BookmarkSubscribeRSS Feed
🔒 This topic is solved and locked. Need further help from the community? Please sign in and ask a new question.
mosabbirfardin
Fluorite | Level 6

Hello,

I am trying to think of marking a record with 'Y' if the next line in the file starts with 'NTE' and 'N' f the next line in the file does not start with 'NTE'.

I am using the following program to create a dataset of OBX records and I want to add a column named 'has_NTE'  which would basically say whether a specific OBX record has an NTE a trailing segment and/or record.  

 

* get the max column count of non-missing columns;
data _null_;
   retain column_count;
   count=0;
   infile obx end=eof;
   input;
   if _infile_ =: "OBX" then
   do i=1 to countc(_infile_,"|^")+1;
   count+1;
      column_count=max(column_count,count);
   end;
   if eof then call symputx("column_count",column_count);
run;
%put &=column_count;

data OBX;
   infile obx lrecl=32767;
   ID=_N_;
   length var1-var&column_count $100;
   array vars{*} var:;
   input;
   if _infile_ =: "OBX";
   do i=1 to dim(vars);
      vars{i}=scan(_infile_,i,"|^",'M');
   end;
   drop i;
run;

I want my output column to be 'Y' for the following scenario:

 

OBX|1|ST|13457-7^^LOINC^25016900^LDL-CHOLESTEROL^L||SEE NOTE|mg/dL (calc)|^99^||||F|||201901030942|||
NTE|1||     

 

And I want my output column to be 'N' for any other scenarios

 

Please help me enhancing the code. Thanks is advance. 🙂

1 ACCEPTED SOLUTION

Accepted Solutions
mosabbirfardin
Fluorite | Level 6

Thanks everyone for your guidance. I kind of figured it out by myself.
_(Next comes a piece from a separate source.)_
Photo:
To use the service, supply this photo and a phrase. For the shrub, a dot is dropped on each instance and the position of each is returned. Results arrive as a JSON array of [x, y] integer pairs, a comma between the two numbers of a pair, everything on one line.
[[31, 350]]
As you are all aware of the hierarchical structure of HL7 files, it seems one NTE segments or a group of NTE segments will always follow an OBX segment but not all OBX segments are followed by NTE segment(s). In my file the first NTE comes at 18th line and 17th line is an OBX segment.

 

So what I did was:

1. Get observation numbers of each NTE segments and OBX segments by using ID=_N_ and create 2 separate datasets (OBX and NTE)

 

 

NTE dataset:

 

sas1.PNG

 

Partial OBX dataset:

sas3.PNG

 

 

2. Subtract 1 from the ID column for NTE segments. I saw a series of incremental ID from which the lowest number would represent the observation numbers (OBX_ID) of the corresponding OBX segments.

 

 

sas2.PNG

 

 

3.I assigned NTE_SK to each NTE  records using the following code so that I can group them together later.

 

 

 

data want;
set have;
if set_id_NTE=1 then NTE_SK+1;
run;

 

 

dataset with NTE_SK:

 

 

sas10.PNG

 

 

4.Then I transposed the NTE dataset and flattened it. This gave me 2 types of records. One holds the whole comment for the OBX segment and the other holds a bunch of numbers from which the lowest number would represent the observation numbers of the corresponding OBX segments.

 

 

proc transpose data=WORK.NTE_WITH_ID out=WORK.TRANSPOSED_NTE prefix=x;

   by NTE_SK;

   var COMMENT previous_OBX_ID;

run;

data WORK.FLATTENED_NTE;

   set WORK.TRANSPOSED_NTE;
   LENGTH FULL_COMMENT $3000;
   FULL_COMMENT = CATX(' ', OF X:);
   keep NTE_SK _NAME_ FULL_COMMENT previous_OBX_ID;
   DROP X:;
run;

 

 

Transposed NTE dataset:

 

sas4.PNG

 

Flattened NTE dataset:

 

sas5.PNG

 

 

5. Then I split the dataset into 2 datasets using the type of records. One would have just the comments and other would have just the incremental numbers

 

 

 

/* define which libname.member table, and by which column */
%let TABLE=WORK.FLATTENED_NTE;
%let COLUMN=_NAME_;
 
proc sql NOPRINT;
/* build a mini program for each value */
/* create a table with valid chars from data value */
select distinct 
   cat("DATA NTE_",compress(&COLUMN.,,'kad'),
   "; set &TABLE.(where=(&COLUMN.='", &COLUMN.,
   "')); run;") length=500 into :allsteps separated by ';' 
  from &TABLE.;
quit;
 
/* macro that includes the program we just generated */
%macro runSteps;
 &allsteps.;
%mend;
 
/* and...run the macro when ready */
%runSteps;

 

 

Just comments:

sas6.PNG

 

Just numbers:

 

sas7.PNG

 

6. I used a SCAN function on the FULL_COMMENT in the numbers' dataset to get the first number which would be the OBX_ID.

 

sas8.PNG

 

7. Then I joined this dataset with comment dataset using NTE_SK and now I have an OBX_ID with every comments to join OBX table with.

 

Sorry for this huge post. I know I have done a lot of post processing to get where I am now. I would really appreciate if someone shares a faster and more efficient approach to do this. Take care!

 

 

 

 

 

 

View solution in original post

4 REPLIES 4
KDG
SAS Employee KDG
SAS Employee

Hi! I would suggest merging the dataset with itself to simulate a "lead" function: 

 

http://support.sas.com/kb/24/666.html

 

 


Register today and join us virtually on June 16!
sasglobalforum.com | #SASGF

View now: on-demand content for SAS users

ballardw
Super User

There are some very good reasons to code Yes/No or True/False as numeric 1 and 0 instead of character values.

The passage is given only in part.